It’s March 8: International Women’s Day (see next post), so women should be demanding cakes and goodies and stuff along with their rights. On this day in history, Johannes Kepler discovered his third law of planetary motion: “The square of the orbital period of a planet is proportional to the cube of thes emi-major axis of its orbit.” In 1910, French flyer Raymonde de Laroche became the first woman to receive a pilot’s license. In 1971, this was the day of the famous Joe Frazier/Muhammad Ali fight, won after 15 rounds by Frazier. In 1974, the execrable Charles de Gaulle airport opened outside Paris, and, five years later, the first CD was publicly demonstrated. Two years ago on this day (was it that long?), Malaysia Flight 370 from Kuala Lumpur to Beijing disappeared, presumably crashing into the Indian Ocean, where debris has since been found. Births on this day include Oliver Wendell Holmes, Jr. (1841), Otto Hahn (1879), John McPhee (1931), Lynn Redgrave (1943), Carole Bayer Sager (1947), and Rabbi Sacks, Templeton Prize Winner and gay marriage opponent (1948). Those who died on this day include William Howard Taft (1930), Billy Eckstine (1993), and Joe DiMaggio (1999).

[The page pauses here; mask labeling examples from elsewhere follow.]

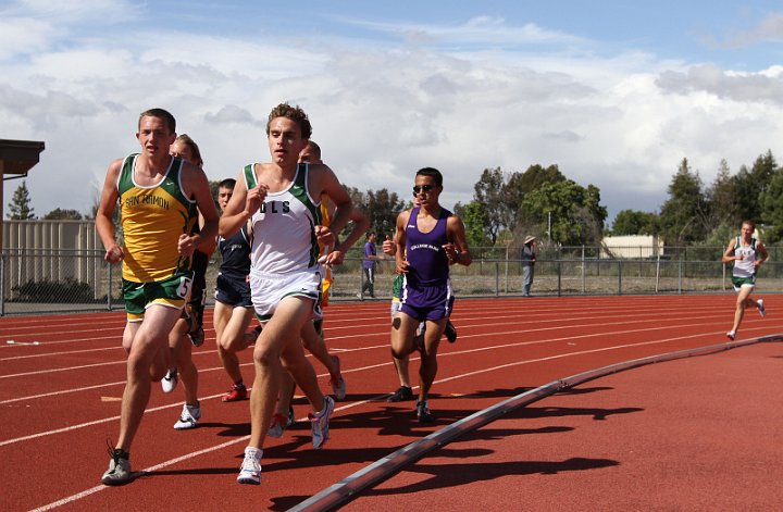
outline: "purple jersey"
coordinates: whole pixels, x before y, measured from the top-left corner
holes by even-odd
[[[410,269],[408,284],[411,286],[443,286],[448,280],[449,262],[443,246],[446,237],[446,220],[451,212],[440,209],[435,228],[430,233],[419,230],[419,207],[411,210],[406,226],[406,255]]]
[[[453,303],[449,262],[443,248],[448,242],[446,220],[450,215],[451,212],[440,209],[435,228],[421,233],[417,207],[406,226],[406,257],[410,266],[402,282],[400,311],[419,322],[448,316]]]

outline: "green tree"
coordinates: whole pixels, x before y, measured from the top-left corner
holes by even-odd
[[[638,210],[622,210],[614,216],[612,235],[657,235],[658,214]]]
[[[781,197],[783,197],[783,170],[779,168],[770,180],[767,190],[761,195],[765,243],[776,243],[783,239],[783,204],[781,203]]]
[[[521,217],[520,204],[526,193],[536,190],[546,183],[564,182],[567,178],[557,165],[544,167],[539,164],[531,165],[524,173],[513,173],[504,186],[504,201],[506,202],[507,217],[504,224],[511,233],[517,233],[519,223],[524,223]],[[529,226],[526,226],[529,227]],[[523,229],[527,230],[527,229]]]
[[[706,236],[707,201],[701,178],[683,159],[669,185],[669,199],[661,207],[663,239],[669,246],[687,246]]]
[[[772,151],[760,154],[748,170],[742,166],[734,177],[736,191],[736,210],[739,222],[744,220],[759,221],[761,218],[761,195],[767,190],[775,175],[778,163]]]
[[[12,221],[29,221],[35,218],[33,209],[30,208],[29,190],[27,190],[27,183],[22,182],[22,185],[16,187],[13,198],[9,203],[9,218]]]
[[[718,175],[707,189],[706,199],[709,204],[709,232],[721,225],[739,222],[737,216],[736,182],[729,172],[729,163],[720,161]]]
[[[368,190],[365,193],[353,187],[346,187],[346,190],[353,205],[370,218],[369,230],[377,233],[378,240],[383,240],[386,235],[394,235],[397,215],[406,205],[397,192],[389,192],[386,188]]]
[[[494,246],[500,228],[509,218],[508,205],[505,201],[505,179],[500,167],[485,168],[481,178],[473,186],[473,202],[486,211],[486,236]]]
[[[562,246],[597,245],[604,233],[606,207],[598,187],[582,187],[572,179],[545,183],[522,201],[529,234],[546,233],[551,216],[551,241]]]
[[[468,204],[455,204],[455,213],[462,218],[465,225],[465,238],[470,247],[490,246],[486,226],[489,224],[486,210],[481,203],[471,201]]]
[[[57,208],[41,218],[45,221],[80,221],[83,216],[78,210],[62,210]]]

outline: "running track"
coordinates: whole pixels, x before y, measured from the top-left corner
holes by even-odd
[[[783,333],[749,311],[738,339]],[[0,319],[0,461],[5,510],[287,510],[389,453],[524,391],[588,370],[725,341],[732,295],[461,300],[456,345],[442,342],[434,425],[413,402],[387,403],[388,303],[326,310],[348,397],[324,450],[298,423],[268,438],[261,486],[235,483],[249,435],[248,402],[227,388],[214,333],[194,351],[199,428],[175,432],[182,391],[153,388],[132,450],[147,475],[100,485],[117,435],[123,313]],[[208,311],[207,325],[211,325]],[[9,345],[8,340],[14,340]],[[32,345],[38,341],[38,345]],[[30,344],[30,345],[28,345]],[[253,370],[243,354],[246,380]],[[513,411],[366,489],[346,510],[780,510],[783,346],[631,370]],[[327,390],[327,375],[315,363]],[[412,362],[414,376],[418,363]],[[297,400],[297,417],[308,405]],[[742,450],[742,451],[737,451]]]

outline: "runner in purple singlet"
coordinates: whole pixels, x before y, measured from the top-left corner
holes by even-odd
[[[418,207],[397,217],[395,258],[403,274],[400,310],[391,323],[391,354],[402,360],[414,350],[421,352],[417,417],[434,421],[427,396],[437,373],[437,348],[453,304],[449,265],[471,264],[462,220],[440,207],[443,175],[433,167],[417,172],[413,195]],[[414,345],[420,322],[426,322],[424,345]]]

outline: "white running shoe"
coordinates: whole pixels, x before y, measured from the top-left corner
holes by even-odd
[[[109,469],[101,477],[103,485],[123,485],[132,482],[134,474],[130,472],[130,461],[127,459],[127,453],[110,448],[109,454],[112,455],[112,460],[109,461]]]
[[[334,412],[334,400],[330,396],[324,397],[323,411],[318,415],[310,413],[310,432],[313,436],[313,448],[321,449],[328,439],[328,421]]]
[[[285,432],[287,426],[288,419],[285,417],[283,414],[276,412],[272,416],[272,423],[270,424],[269,430],[266,430],[266,435],[270,437],[274,437],[275,439],[279,439],[281,437],[283,437],[283,433]]]
[[[163,392],[172,392],[176,389],[178,382],[179,377],[177,376],[176,369],[169,370],[166,376],[161,378],[161,389],[163,389]]]
[[[175,430],[187,430],[196,428],[199,419],[201,417],[201,402],[196,405],[183,405],[183,413],[179,415],[179,420],[174,424]]]
[[[249,485],[261,484],[261,455],[263,455],[263,450],[252,447],[245,448],[245,460],[239,469],[237,483]]]

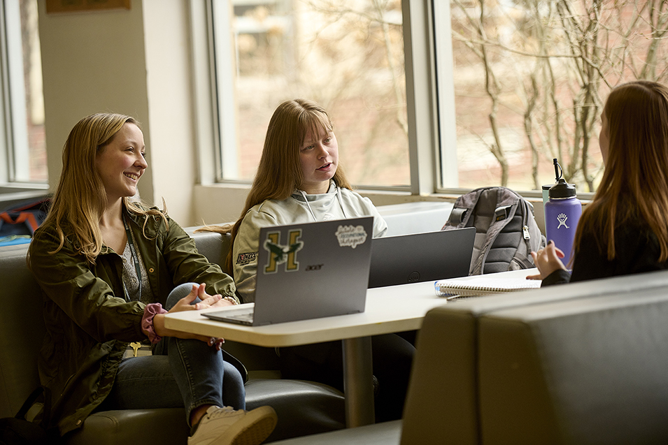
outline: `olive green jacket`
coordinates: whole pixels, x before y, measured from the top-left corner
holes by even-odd
[[[234,297],[234,283],[220,266],[197,252],[194,241],[174,221],[129,214],[156,302],[164,305],[178,284],[206,283],[207,293]],[[51,389],[51,426],[60,434],[80,428],[108,395],[128,342],[146,339],[145,305],[126,302],[122,260],[103,246],[94,265],[67,238],[62,249],[53,228],[35,232],[29,263],[43,291],[46,335],[38,359],[41,384]]]

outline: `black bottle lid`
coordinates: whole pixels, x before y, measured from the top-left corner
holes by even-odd
[[[576,196],[575,184],[569,184],[562,177],[557,180],[557,183],[550,187],[550,198],[563,199]]]

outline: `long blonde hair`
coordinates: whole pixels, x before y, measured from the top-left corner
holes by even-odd
[[[239,219],[234,224],[209,226],[201,230],[229,233],[231,245],[234,246],[243,217],[251,207],[268,199],[287,199],[301,187],[304,173],[299,149],[308,131],[318,134],[322,130],[331,131],[332,129],[329,115],[313,101],[293,99],[279,105],[269,121],[257,172]],[[339,187],[352,189],[340,164],[333,179]],[[232,250],[230,249],[227,258],[227,270],[230,271]]]
[[[60,180],[41,227],[54,228],[60,238],[60,245],[50,254],[62,249],[65,241],[63,228],[66,226],[67,235],[71,237],[75,248],[89,263],[95,263],[102,249],[99,222],[107,200],[104,185],[95,167],[95,158],[126,123],[140,126],[139,122],[129,116],[97,113],[84,117],[70,131],[63,147]],[[166,207],[162,211],[145,210],[133,198],[124,198],[123,204],[133,213],[147,217],[159,216],[166,223]]]
[[[615,88],[603,112],[608,123],[605,171],[594,199],[578,224],[577,251],[583,231],[596,237],[613,259],[615,230],[641,221],[656,235],[658,260],[668,259],[668,88],[637,80]]]

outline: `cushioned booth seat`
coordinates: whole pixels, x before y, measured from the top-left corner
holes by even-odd
[[[668,271],[448,303],[401,421],[278,444],[668,443],[667,320]]]
[[[210,261],[224,264],[227,238],[208,233],[193,237]],[[27,249],[0,249],[0,417],[15,414],[39,384],[37,356],[45,328],[41,293],[26,266]],[[225,347],[248,369],[248,407],[269,404],[276,410],[278,423],[267,442],[345,426],[339,391],[318,383],[277,378],[280,372],[273,349],[232,342]],[[67,443],[183,444],[187,432],[182,409],[109,411],[90,416],[80,430],[68,435]]]

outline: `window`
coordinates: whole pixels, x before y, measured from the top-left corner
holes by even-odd
[[[608,93],[668,80],[668,4],[450,3],[458,187],[540,189],[556,158],[578,193],[595,191]]]
[[[276,107],[304,98],[329,113],[351,182],[409,184],[400,1],[214,0],[212,13],[220,179],[252,180]]]
[[[37,3],[0,4],[0,183],[47,180]]]
[[[661,0],[213,1],[225,180],[252,177],[274,108],[306,96],[360,187],[538,190],[556,158],[592,191],[610,89],[668,81]]]

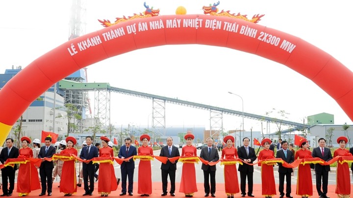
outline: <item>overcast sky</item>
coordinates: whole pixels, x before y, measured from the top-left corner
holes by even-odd
[[[103,28],[98,19],[113,22],[116,17],[144,12],[144,2],[88,1],[85,33]],[[159,8],[161,15],[175,14],[178,6],[185,7],[188,14],[203,14],[202,6],[214,2],[146,1],[153,9]],[[249,18],[265,14],[259,24],[301,38],[353,70],[349,2],[221,0],[217,7]],[[24,67],[66,42],[71,7],[71,1],[1,1],[0,72],[12,65]],[[87,72],[88,82],[108,82],[112,87],[241,111],[241,99],[227,93],[231,91],[243,98],[245,112],[264,115],[275,108],[290,113],[286,119],[301,123],[307,116],[325,112],[334,115],[335,124],[352,124],[335,100],[311,80],[272,61],[226,48],[177,45],[139,49],[95,64]],[[151,126],[151,101],[114,93],[111,97],[113,124],[146,126],[149,122]],[[169,104],[166,108],[166,128],[209,128],[208,111]],[[241,129],[241,117],[224,116],[226,130]],[[259,121],[246,119],[244,122],[246,130],[261,130]]]

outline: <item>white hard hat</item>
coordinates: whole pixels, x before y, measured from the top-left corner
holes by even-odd
[[[66,146],[66,141],[64,140],[61,140],[61,141],[60,141],[60,144],[62,144],[63,145]]]
[[[39,140],[39,139],[34,139],[32,142],[37,144],[40,144],[40,140]]]

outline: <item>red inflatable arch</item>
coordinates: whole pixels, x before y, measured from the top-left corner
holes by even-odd
[[[130,51],[175,44],[226,47],[284,65],[316,83],[353,118],[353,73],[315,46],[290,34],[231,18],[159,16],[118,23],[76,38],[25,67],[0,91],[0,142],[32,101],[77,70]]]

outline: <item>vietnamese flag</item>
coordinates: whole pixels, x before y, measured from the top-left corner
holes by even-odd
[[[302,137],[298,135],[294,135],[294,145],[299,146],[299,143],[302,139],[304,139],[304,137]]]
[[[259,142],[258,140],[256,138],[254,138],[253,145],[256,145],[256,146],[261,146],[261,144],[260,143],[260,142]]]
[[[42,143],[45,142],[45,138],[47,137],[50,137],[51,138],[51,143],[54,143],[56,142],[56,140],[59,136],[58,134],[52,132],[47,132],[44,131],[42,131]]]

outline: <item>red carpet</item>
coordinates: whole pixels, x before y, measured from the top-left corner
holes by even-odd
[[[169,184],[169,183],[168,183]],[[176,183],[176,192],[175,192],[176,194],[176,198],[183,198],[184,197],[184,194],[179,193],[178,192],[179,189],[179,186],[180,185],[180,183]],[[199,189],[199,192],[197,192],[195,193],[194,197],[194,198],[203,198],[203,196],[204,195],[204,192],[203,192],[203,183],[198,183],[198,189]],[[50,198],[59,198],[59,197],[64,197],[64,194],[60,193],[59,192],[59,188],[57,187],[57,186],[58,185],[58,183],[54,182],[53,184],[53,186],[54,187],[52,189],[52,195],[51,196]],[[278,189],[278,185],[277,185],[276,189]],[[11,197],[18,197],[18,194],[17,193],[16,193],[16,184],[15,184],[15,190],[14,190],[14,193]],[[98,194],[98,193],[97,190],[97,188],[98,186],[98,183],[95,183],[95,187],[96,188],[96,190],[93,192],[93,196],[82,196],[82,194],[84,193],[84,190],[83,190],[83,186],[82,185],[81,187],[78,187],[77,188],[77,193],[76,194],[73,195],[72,197],[74,198],[93,198],[93,197],[100,197],[100,195]],[[2,187],[2,186],[1,186]],[[168,186],[168,189],[170,187],[170,186]],[[293,196],[294,198],[301,198],[300,196],[297,196],[295,194],[296,192],[296,188],[297,187],[296,185],[292,185],[292,194],[291,195]],[[336,186],[334,185],[328,185],[328,196],[330,197],[331,198],[335,198],[337,197],[337,195],[335,194],[335,190],[336,188]],[[227,195],[226,195],[225,193],[225,186],[224,184],[217,184],[217,187],[216,188],[216,198],[227,198]],[[262,198],[263,197],[261,196],[261,184],[254,184],[254,192],[253,193],[253,195],[255,196],[255,198]],[[353,186],[352,186],[352,189],[353,189]],[[318,198],[319,196],[317,195],[317,192],[316,192],[316,186],[314,185],[313,186],[313,190],[314,190],[313,192],[313,198]],[[161,182],[153,182],[152,185],[152,195],[150,196],[150,197],[161,197],[161,194],[162,194],[162,183]],[[38,195],[40,194],[41,193],[41,190],[37,190],[36,191],[32,191],[30,194],[29,196],[27,197],[37,197]],[[119,196],[119,194],[121,193],[121,183],[119,184],[119,186],[118,187],[118,189],[116,191],[113,191],[112,192],[112,193],[109,195],[108,197],[114,197],[114,198],[134,198],[134,197],[140,197],[140,195],[138,195],[137,194],[137,182],[135,182],[134,183],[134,190],[133,190],[133,196],[129,196],[128,195],[126,195],[124,196]],[[351,193],[351,197],[353,197],[353,192]],[[235,196],[236,198],[241,198],[240,194],[238,194],[235,195]],[[168,193],[168,195],[165,197],[166,198],[170,198],[171,197],[171,196],[169,195]],[[277,195],[274,196],[274,198],[279,198],[279,193],[277,192]],[[43,198],[48,198],[47,196],[44,196],[42,197]],[[209,198],[211,198],[210,196],[209,197]],[[246,198],[250,198],[249,197],[246,197]]]

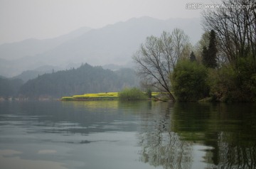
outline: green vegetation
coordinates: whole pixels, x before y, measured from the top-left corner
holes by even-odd
[[[118,97],[117,92],[106,92],[97,94],[85,94],[83,95],[74,95],[73,97],[63,97],[63,101],[79,101],[79,100],[103,100],[116,99]]]
[[[196,102],[207,96],[207,70],[201,64],[183,60],[178,62],[171,75],[172,87],[179,102]]]
[[[139,80],[132,69],[112,71],[84,64],[78,69],[53,72],[28,80],[21,87],[20,94],[32,98],[60,98],[81,93],[119,91],[124,87],[138,85]]]
[[[142,100],[148,99],[145,93],[136,87],[125,88],[119,92],[118,96],[121,100]]]
[[[150,96],[157,97],[159,92],[150,92]],[[96,94],[85,94],[73,97],[63,97],[62,101],[87,101],[87,100],[142,100],[150,99],[147,92],[142,92],[136,87],[125,88],[120,92],[105,92]]]

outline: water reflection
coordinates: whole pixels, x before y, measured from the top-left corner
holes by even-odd
[[[148,119],[155,120],[143,121],[140,160],[164,168],[191,168],[200,163],[195,161],[195,153],[203,151],[206,168],[256,168],[255,108],[255,104],[169,104],[156,118],[148,114]],[[196,150],[196,145],[206,148]]]
[[[0,102],[0,168],[19,168],[11,165],[16,161],[48,168],[256,168],[255,109],[252,104]]]

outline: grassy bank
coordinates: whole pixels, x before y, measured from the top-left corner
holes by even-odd
[[[144,92],[145,94],[146,93]],[[157,97],[159,92],[152,92],[152,97]],[[145,95],[146,96],[146,95]],[[63,97],[61,101],[87,101],[87,100],[117,100],[119,99],[119,92],[102,92],[102,93],[90,93],[82,95],[74,95],[72,97]],[[145,97],[144,99],[148,99]]]

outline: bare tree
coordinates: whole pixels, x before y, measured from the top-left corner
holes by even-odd
[[[146,38],[132,59],[137,64],[137,72],[144,83],[166,92],[173,100],[170,75],[181,58],[189,56],[188,38],[180,29],[172,33],[163,32],[160,38]]]
[[[223,8],[203,13],[206,31],[213,29],[219,49],[236,67],[239,58],[256,57],[256,0],[223,0]],[[256,68],[256,64],[255,64]]]

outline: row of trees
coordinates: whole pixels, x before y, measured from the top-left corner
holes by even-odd
[[[246,8],[204,11],[206,33],[196,46],[180,29],[146,38],[133,56],[146,87],[156,88],[174,101],[207,97],[255,101],[256,0],[223,3]]]

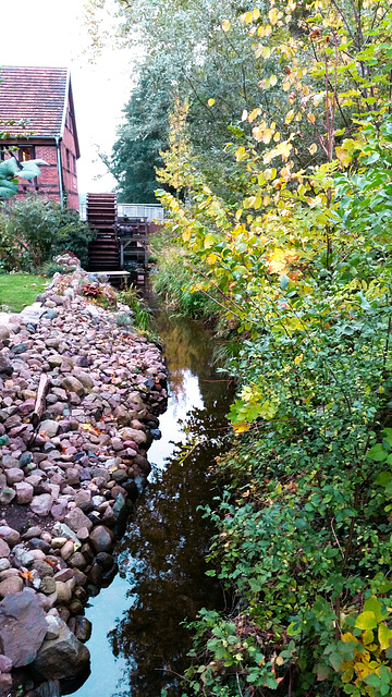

Meanwhile in Dobrzyn, Hili has read the translation on Listy from Faith Versus Fact about whether the evolution of humans was inevitable:
Hili: Did humans had to appear in the process of evolution?
A: Probably not.
Hili: See? And cats had to.
(Photo: Sarah Lawson)
Hili: Czy w procesie ewolucji człowiek musiał się pojawić?
Ja: Prawdopodobnie nie.
Hili: No widzisz, a kot musiał.
(Zdjęcie: Sarah Lawson)
As lagniappe, here, courtesy of reader Sue Rosenthal, is a sea otter giving birth—a wild sea otter (Enhydra lutris) that clambered onto the rocks outside the Monterey Bay Aquarium, dropping a baby otter just last Saturday:
A wild otter mom, seeking shelter from stormy seas, gave birth to her pup in our Great Tide Pool with guests and staff looking on. It was an amazing moment. Not that long ago, southern sea otters were hunted to near extinction but now, thanks to legislative protection and a change of heart toward these furriest of sea creatures, the otter population in Monterey Bay has rebounded.
Our sea otter researchers have been watching wild otters for years and have never seen a birth close up like this. We’re amazed and awed to have had a chance to witness this Monterey Bay conservation success story first hand in our own backyard. Welcome to the world, little otter!